The Supreme Court will hear a Republican-led case challenging the Affordable Care Act, which the Trump administration supports, the week after the Nov. 3 election. Biden is expected to charge Trump is seeking to undermine the protections for people with pre-existing conditions under the ACA, as well as its provisions covering preventative care for women.
The Supreme Court could also hear cases on a few more particularly salient issue in the next few months: Voting rights, and potentially who wins the November election.
A Biden aide who spoke on condition of anonymity to describe internal conversations said Biden will focus in the next few months on the Democratic fight to prevent a nominee from being confirmed to the court, with a particular emphasis on the effect the court could have on health care and climate change. The aide said not to rule out the possibility that the campaign will advertise around the court fight, though that decision hadn’t been finalized.
Biden is still not, however, planning to release a list of potential Supreme Court nominees, because putting out a full list, the aide said, would just “further politicize” the court and the nomination process. Biden’s aides say those interested in his thinking on a justice can look to his long history as chairman of the Senate Judiciary Committee for guidance.
Their refusal to put names to Biden’s potential court pick underscores the political peril that the Supreme Court debate holds for Biden. Conservatives are still energized by the issue, and putting out names could offer Trump and his allies a list of conservative boogeymen to use against Biden to rev up his base.
Trump himself, at a rally Saturday night, basked in chants of “fill that seat” from the audience, and has pledged to move quickly on the nomination, whom he says is likely to be a woman.
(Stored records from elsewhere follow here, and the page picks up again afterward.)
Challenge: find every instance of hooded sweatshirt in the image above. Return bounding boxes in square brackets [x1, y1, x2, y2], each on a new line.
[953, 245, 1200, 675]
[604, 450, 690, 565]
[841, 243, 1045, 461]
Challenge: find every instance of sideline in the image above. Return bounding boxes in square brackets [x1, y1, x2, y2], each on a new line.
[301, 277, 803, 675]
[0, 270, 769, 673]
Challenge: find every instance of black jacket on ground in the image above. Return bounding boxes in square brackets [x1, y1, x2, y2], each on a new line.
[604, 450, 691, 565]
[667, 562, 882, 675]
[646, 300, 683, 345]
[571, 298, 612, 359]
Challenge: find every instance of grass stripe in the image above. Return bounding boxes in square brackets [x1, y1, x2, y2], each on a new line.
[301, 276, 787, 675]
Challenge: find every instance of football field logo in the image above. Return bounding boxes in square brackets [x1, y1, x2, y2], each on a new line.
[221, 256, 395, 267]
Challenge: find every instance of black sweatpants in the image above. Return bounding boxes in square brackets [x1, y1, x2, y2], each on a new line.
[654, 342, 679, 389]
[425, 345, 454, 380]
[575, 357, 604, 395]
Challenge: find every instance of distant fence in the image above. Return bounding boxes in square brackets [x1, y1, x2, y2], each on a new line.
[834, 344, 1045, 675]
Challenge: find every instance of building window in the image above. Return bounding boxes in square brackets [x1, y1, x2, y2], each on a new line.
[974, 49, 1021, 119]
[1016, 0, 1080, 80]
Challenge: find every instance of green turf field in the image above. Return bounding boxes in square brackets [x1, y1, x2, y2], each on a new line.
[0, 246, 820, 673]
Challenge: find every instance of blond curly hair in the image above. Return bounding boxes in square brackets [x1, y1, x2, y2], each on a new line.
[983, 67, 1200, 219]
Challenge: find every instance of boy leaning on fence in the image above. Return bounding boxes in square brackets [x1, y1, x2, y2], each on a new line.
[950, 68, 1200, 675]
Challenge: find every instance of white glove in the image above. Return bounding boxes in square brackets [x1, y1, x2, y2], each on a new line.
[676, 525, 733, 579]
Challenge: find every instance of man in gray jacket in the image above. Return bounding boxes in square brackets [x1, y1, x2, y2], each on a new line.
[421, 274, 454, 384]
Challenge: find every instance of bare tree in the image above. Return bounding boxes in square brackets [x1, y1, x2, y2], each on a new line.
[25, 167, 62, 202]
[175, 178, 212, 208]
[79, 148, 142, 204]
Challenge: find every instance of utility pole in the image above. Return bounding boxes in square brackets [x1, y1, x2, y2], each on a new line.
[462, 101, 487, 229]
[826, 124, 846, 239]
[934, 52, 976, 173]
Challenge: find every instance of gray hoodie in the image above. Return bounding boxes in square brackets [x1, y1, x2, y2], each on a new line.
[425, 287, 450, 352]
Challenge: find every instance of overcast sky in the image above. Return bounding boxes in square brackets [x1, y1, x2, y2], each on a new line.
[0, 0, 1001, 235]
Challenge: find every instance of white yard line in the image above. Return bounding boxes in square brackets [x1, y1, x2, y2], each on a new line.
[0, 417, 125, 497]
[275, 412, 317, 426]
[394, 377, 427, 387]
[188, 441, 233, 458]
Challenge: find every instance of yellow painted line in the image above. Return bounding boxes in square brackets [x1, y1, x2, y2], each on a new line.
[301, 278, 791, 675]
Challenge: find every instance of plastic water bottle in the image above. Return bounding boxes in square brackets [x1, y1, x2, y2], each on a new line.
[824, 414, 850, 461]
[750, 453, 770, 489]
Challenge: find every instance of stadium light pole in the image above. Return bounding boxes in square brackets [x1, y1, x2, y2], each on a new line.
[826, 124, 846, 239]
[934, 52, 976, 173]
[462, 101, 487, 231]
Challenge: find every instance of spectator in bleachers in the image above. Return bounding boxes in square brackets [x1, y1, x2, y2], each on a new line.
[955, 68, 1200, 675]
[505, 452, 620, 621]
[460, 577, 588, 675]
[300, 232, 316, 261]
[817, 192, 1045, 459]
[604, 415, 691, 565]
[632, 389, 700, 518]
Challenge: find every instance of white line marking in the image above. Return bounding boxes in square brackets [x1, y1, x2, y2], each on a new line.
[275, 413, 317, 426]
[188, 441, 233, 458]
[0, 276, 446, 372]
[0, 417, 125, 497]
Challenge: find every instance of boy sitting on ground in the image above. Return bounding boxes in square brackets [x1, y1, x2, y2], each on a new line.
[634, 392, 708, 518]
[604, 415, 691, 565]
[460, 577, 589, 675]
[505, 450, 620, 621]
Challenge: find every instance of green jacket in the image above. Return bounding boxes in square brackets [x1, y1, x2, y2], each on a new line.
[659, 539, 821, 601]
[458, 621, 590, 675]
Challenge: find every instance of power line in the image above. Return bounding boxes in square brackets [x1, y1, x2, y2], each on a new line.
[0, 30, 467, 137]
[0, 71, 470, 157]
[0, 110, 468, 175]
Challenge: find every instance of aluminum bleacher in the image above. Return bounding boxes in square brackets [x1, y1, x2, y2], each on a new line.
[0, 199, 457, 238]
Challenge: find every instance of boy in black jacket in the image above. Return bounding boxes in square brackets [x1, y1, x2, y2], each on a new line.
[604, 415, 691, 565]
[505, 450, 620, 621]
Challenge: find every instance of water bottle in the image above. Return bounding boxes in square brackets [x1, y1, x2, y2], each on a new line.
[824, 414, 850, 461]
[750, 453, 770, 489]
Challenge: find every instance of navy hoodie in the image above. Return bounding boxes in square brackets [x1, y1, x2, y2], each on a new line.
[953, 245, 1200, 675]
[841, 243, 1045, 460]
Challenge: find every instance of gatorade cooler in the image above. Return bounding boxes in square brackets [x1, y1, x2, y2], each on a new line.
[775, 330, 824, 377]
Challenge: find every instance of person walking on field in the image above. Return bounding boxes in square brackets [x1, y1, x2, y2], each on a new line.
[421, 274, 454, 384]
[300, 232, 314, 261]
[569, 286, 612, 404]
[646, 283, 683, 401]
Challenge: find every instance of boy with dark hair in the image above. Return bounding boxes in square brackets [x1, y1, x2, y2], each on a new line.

Indeed, the Supreme Court has traditionally been seen as a major motivator for conservative voters, for its significance to hot-button social issues like gay rights and abortion. But in recent years, following the contentious confirmation fight over Supreme Court Justice Brett Kavanaugh and a number of high-profile rulings on the Affordable Care Act, polls suggest the issue is becoming more salient for Democrats.
A Pew Research Center poll conducted in August suggested a comparable number of Biden and Trump voters view the appointment of Supreme Court justices as “very important” to their vote.
While Biden’s aides acknowledge that the issue is still significant for conservatives, they believe it could be a winning one for their campaign, potentially driving support among undecided moderates, young voters and women, who may be energized in particular by the continued legal attacks on abortion rights.
They point to the massive fundraising numbers seen for Democrats online — $91.4 million processed through Democratic fundraising engine ActBlue from Friday night through Saturday — as further evidence of the base enthusiasm around the issue.